Siegele & Haley Pottery
Susy Siegele and Mike Haley have been working with colored clay since 1976 when they became interested in developing clay bodies in a range of hues and shades while studying with ceramicist and sculptor J. Brough Miller at Texas Woman’s University. Haley did his master’s thesis utilizing colored clay in raku firing, while Siegele was experimenting with a series of colored porcelain bodies for high-fired work while she worked on her undergraduate degree.
These early experiments led to the development of the distinctive colored porcelain dinnerware that continues to be the mainstay of their pottery studio on Buzzard Mountain in the Ozarks hills of Northwest Arkansas.
Nearly all of their work is slab-constructed, although they spent a couple of years in the late 1970s doing wheel-thrown wood-fired pieces while Haley was employed at Old City Park, a living-history museum in Dallas, Texas, recreating late-nineteenth-century salt-glazed utilitarian ware.

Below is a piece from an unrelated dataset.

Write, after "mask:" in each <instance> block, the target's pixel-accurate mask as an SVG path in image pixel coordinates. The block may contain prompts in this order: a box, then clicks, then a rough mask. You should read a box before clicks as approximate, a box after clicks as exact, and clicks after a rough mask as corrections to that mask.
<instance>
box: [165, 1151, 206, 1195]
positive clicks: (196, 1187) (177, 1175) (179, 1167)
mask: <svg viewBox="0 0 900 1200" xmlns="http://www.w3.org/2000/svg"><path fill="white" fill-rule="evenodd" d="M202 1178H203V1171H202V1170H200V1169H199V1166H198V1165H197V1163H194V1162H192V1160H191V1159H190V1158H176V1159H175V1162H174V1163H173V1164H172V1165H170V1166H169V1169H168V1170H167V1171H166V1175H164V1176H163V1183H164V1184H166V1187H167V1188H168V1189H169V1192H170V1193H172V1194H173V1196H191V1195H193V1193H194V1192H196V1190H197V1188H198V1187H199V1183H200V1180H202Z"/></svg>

Siegele and Haley are still under the influence of wood-firing: in their current work, wood is added as a fuel during the last twelve or fourteen hours of each firing, from roughly 1600°F through 2400°F. This is to take advantage of the effects of the fly ash on the porcelain surface, and for the even temperature distribution and rich reduction that results from wood-firing.
Siegele and Haley use metallic oxides that are put into the porcelain clay body. After a few months of aging, these different-colored bodies are stacked, sliced, extruded, or otherwise manipulated into patterned loaves that weigh up to a hundred pounds. These large loaves are then sliced into thin slabs, revealing the pattern. From these thin slabs, Siegele and Haley make platters, bowls, and teapots using balloons, rolling pins, and various hand tools.
In 1993, they were selected by the director of the Smithsonian’s Renwick Gallery to donate a representative piece of their colored porcelain to the White House Collection of American Crafts, first exhibited in National Museum of American Art in Washington DC and later at the American Craft Museum in New York, and other major museums around the country.
Siegele and Haley have been featured in Studio Potter magazine and in the book Clay and Glazes for the Potter by Robin Hopper. Their story was profiled in Hopper’s book Staying Alive, published in March 2003. In British potter Jo Connell’s 2007 book Colouring Clay, Siegele and Haley’s color clay work was included as one of two American clay artists chosen to represent colored clay work in the U.S. In addition, Siegele’s tilework was included in 500 Tiles, published by Lark Books in 2007. And, when Gerald Carr, the commander of Apollo 12 mission, needed gifts for all the Soviet cosmonauts who had orbited the earth, he came to Siegele and Haley.